The variety became a hit for the export market within a few years and expanded through the 1990s.
California grew a sweet Fuji but struggled to get color. In fact, Taiwanese buyers nicknamed the Fuji the Green Dragon, Colombini said.
In 1998 or so, supply caught up with demand and overseas customers grew more particular about color. Orchardists began removing orchards over the next four or five years.
Meanwhile, crops like walnuts, almonds and pistachios began replacing apples due to their low labor costs with mechanical harvest. Employers in California are ramping up for a $15 minimum wage by 2020.
“It’s difficult to make money growing any crop that can be grown equally successfully in any other state … the caveat is unless you’re harvesting it when no one else is harvesting it and selling it when no one else is selling it,” Colombini said. “And that’s really the bottom line.”
Colombini estimates his apples cost between $4,000 to $5,000 per acre in labor. He hires about 200 seasonal workers to pick his 500-plus acres of apples. He could harvest the same acreage of walnuts with six people. He diversifies in walnuts and oil olives.
Innovation, investment and the future
Growers are experimenting and spending money on new plantings, grafts and technology when they can.
Colombini has a test plot of Honeycrisp, not widely grown in California, that he will put under shade cloth when mature.
He otherwise grows mostly Gala and Fuji, but also has Granny and Pink Lady, an apple that he believes performs well in California.
Galas are probably California’s most common variety now, as growers hope to capitalize on the early season, which runs about four weeks ahead of Washington.
“We’ve had a little marketing window in the Gala business” DaValle said.
Over the past 10 years, he and his assistant Kevin Baroni have been grafting Fujis and Cripps Pink over to high-color trademarked strains of Gala such as Buckeye, Gale and Ultima.
They have one more block of Imperial, an older Gala strain, but plan to convert it this coming winter. Of their 100 acres of apples, only half are currently in production due to all their changes.

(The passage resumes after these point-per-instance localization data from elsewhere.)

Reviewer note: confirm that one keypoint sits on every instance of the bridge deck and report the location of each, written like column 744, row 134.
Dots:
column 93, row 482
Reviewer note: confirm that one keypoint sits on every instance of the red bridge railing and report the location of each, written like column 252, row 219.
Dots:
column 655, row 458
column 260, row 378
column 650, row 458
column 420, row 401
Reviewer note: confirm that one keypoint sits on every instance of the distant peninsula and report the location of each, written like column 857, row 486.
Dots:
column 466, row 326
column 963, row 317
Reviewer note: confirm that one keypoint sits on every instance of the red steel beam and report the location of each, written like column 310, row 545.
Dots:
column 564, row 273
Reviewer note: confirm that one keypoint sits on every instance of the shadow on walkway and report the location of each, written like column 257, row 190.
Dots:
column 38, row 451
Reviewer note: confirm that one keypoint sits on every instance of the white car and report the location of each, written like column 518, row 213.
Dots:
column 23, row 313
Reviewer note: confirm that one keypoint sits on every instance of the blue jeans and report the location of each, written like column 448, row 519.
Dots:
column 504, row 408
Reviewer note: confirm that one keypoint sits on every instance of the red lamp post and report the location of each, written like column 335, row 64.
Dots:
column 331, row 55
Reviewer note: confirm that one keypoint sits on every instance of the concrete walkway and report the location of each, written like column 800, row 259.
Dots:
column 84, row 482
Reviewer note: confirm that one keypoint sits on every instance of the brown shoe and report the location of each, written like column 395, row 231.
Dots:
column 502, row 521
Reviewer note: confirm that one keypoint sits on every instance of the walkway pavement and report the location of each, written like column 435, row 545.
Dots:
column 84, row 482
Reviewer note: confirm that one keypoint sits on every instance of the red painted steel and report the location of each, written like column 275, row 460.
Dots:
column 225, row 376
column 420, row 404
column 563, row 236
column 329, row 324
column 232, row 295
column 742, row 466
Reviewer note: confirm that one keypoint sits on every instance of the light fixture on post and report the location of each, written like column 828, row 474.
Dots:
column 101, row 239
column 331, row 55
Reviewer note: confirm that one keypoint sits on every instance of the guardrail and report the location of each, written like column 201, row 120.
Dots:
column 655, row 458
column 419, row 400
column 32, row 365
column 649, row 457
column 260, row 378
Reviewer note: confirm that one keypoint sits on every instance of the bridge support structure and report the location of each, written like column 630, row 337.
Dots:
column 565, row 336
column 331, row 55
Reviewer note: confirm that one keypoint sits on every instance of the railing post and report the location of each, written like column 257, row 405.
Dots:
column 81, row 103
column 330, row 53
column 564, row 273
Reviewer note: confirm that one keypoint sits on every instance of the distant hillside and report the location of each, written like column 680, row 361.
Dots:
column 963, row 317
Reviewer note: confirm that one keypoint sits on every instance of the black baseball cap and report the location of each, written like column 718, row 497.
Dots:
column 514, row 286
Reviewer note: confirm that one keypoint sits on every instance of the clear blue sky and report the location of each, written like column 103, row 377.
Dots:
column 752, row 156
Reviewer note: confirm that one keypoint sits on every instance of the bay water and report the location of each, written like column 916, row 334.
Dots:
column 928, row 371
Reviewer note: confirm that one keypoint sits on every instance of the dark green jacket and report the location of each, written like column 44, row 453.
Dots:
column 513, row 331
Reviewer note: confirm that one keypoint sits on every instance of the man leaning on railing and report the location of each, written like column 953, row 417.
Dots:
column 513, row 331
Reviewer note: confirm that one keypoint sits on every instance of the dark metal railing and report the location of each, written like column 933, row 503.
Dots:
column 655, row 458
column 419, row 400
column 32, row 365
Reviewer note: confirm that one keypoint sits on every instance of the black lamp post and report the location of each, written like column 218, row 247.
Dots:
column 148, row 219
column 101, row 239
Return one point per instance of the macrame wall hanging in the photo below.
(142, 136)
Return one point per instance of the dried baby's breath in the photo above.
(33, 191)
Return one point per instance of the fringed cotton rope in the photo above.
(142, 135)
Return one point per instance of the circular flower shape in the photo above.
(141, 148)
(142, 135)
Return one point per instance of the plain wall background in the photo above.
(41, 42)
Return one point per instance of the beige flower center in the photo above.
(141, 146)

They still have 16 acres of Fujis and will leave those for a few years at least, Baroni said.
They also are converting from vertical trellises to V-trellises to help fill the space and boost yields from 40 to 75 bins per acre in their 14-foot rows, something they consider crucial to survival.

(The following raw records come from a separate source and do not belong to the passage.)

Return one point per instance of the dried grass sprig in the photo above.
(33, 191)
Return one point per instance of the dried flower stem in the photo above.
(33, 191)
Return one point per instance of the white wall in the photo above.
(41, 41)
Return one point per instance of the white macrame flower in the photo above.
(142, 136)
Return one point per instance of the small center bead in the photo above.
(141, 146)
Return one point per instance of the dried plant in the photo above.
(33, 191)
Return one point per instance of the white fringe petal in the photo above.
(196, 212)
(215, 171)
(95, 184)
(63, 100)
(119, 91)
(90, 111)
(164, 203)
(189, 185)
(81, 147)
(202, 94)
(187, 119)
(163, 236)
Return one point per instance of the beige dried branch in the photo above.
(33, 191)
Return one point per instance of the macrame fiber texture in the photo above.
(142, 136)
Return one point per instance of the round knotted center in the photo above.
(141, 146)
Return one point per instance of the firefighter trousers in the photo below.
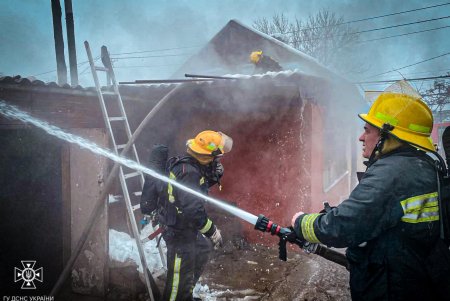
(185, 263)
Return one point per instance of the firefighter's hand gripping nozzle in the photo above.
(288, 235)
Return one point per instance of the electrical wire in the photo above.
(149, 56)
(367, 19)
(407, 79)
(397, 69)
(79, 64)
(404, 34)
(376, 29)
(155, 50)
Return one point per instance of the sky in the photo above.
(184, 26)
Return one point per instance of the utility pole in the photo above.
(71, 43)
(59, 43)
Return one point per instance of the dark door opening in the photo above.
(31, 220)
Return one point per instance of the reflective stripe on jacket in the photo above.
(390, 223)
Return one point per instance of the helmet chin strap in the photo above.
(384, 133)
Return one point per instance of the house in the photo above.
(294, 147)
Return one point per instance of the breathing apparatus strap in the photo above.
(384, 133)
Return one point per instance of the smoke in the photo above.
(144, 25)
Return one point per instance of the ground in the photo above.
(254, 272)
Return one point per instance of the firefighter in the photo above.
(390, 222)
(264, 63)
(185, 219)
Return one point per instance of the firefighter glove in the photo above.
(216, 239)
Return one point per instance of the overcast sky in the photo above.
(27, 45)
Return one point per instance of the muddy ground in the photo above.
(254, 272)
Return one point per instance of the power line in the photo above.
(397, 13)
(149, 56)
(407, 79)
(79, 64)
(150, 66)
(397, 69)
(379, 28)
(400, 25)
(368, 18)
(404, 34)
(155, 50)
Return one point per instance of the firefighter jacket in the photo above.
(185, 214)
(390, 223)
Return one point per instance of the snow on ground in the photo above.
(123, 249)
(123, 252)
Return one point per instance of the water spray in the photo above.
(261, 222)
(13, 112)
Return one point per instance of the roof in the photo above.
(228, 52)
(32, 84)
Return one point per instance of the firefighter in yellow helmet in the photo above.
(390, 222)
(189, 231)
(264, 63)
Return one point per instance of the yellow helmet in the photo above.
(410, 117)
(255, 56)
(210, 143)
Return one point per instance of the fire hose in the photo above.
(288, 235)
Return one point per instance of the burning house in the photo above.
(294, 138)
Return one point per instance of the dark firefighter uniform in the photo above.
(389, 223)
(186, 224)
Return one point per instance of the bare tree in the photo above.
(438, 97)
(323, 36)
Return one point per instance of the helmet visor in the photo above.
(226, 143)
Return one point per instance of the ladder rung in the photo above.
(116, 118)
(130, 175)
(99, 68)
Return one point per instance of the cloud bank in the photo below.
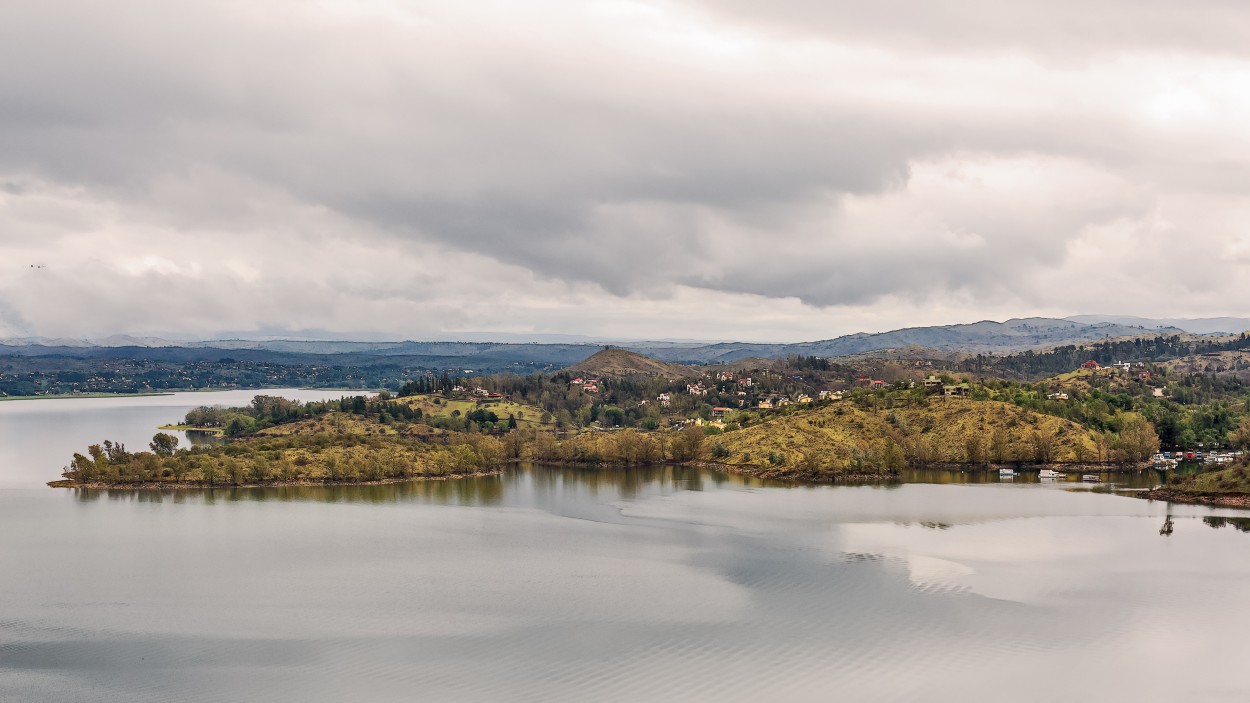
(718, 169)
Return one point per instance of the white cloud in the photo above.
(646, 169)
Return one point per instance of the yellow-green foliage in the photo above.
(958, 430)
(620, 362)
(1233, 479)
(526, 415)
(334, 448)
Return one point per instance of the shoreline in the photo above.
(203, 485)
(1240, 500)
(71, 395)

“You go to the super high-density V-trellis or you’re done,” Baroni said.
They call their trellis projects minor, reusing the same anchors, posts and overhead cooling sprinklers and spending about one-third of what it would typically cost to start from scratch.
They have eight full-time employees and do as much of their own in-house construction and training, bending the limbs to the brink of breaking to keep them horizontal.
“We’re cheap,” DaValle said with a laugh.
They hire up to 100 extra workers during the apple season for picking. Besides apples, they grow walnuts, cherries and oil olives.
With growers such as Colombini and DaValle, nobody suspects the apple industry will disappear. The California Apple Commission estimates it will plod along between 1.5 million and 3 million boxes.
“I don’t think it’s going to get smaller, but I don’t think it’s going to get much bigger,” Colombini said.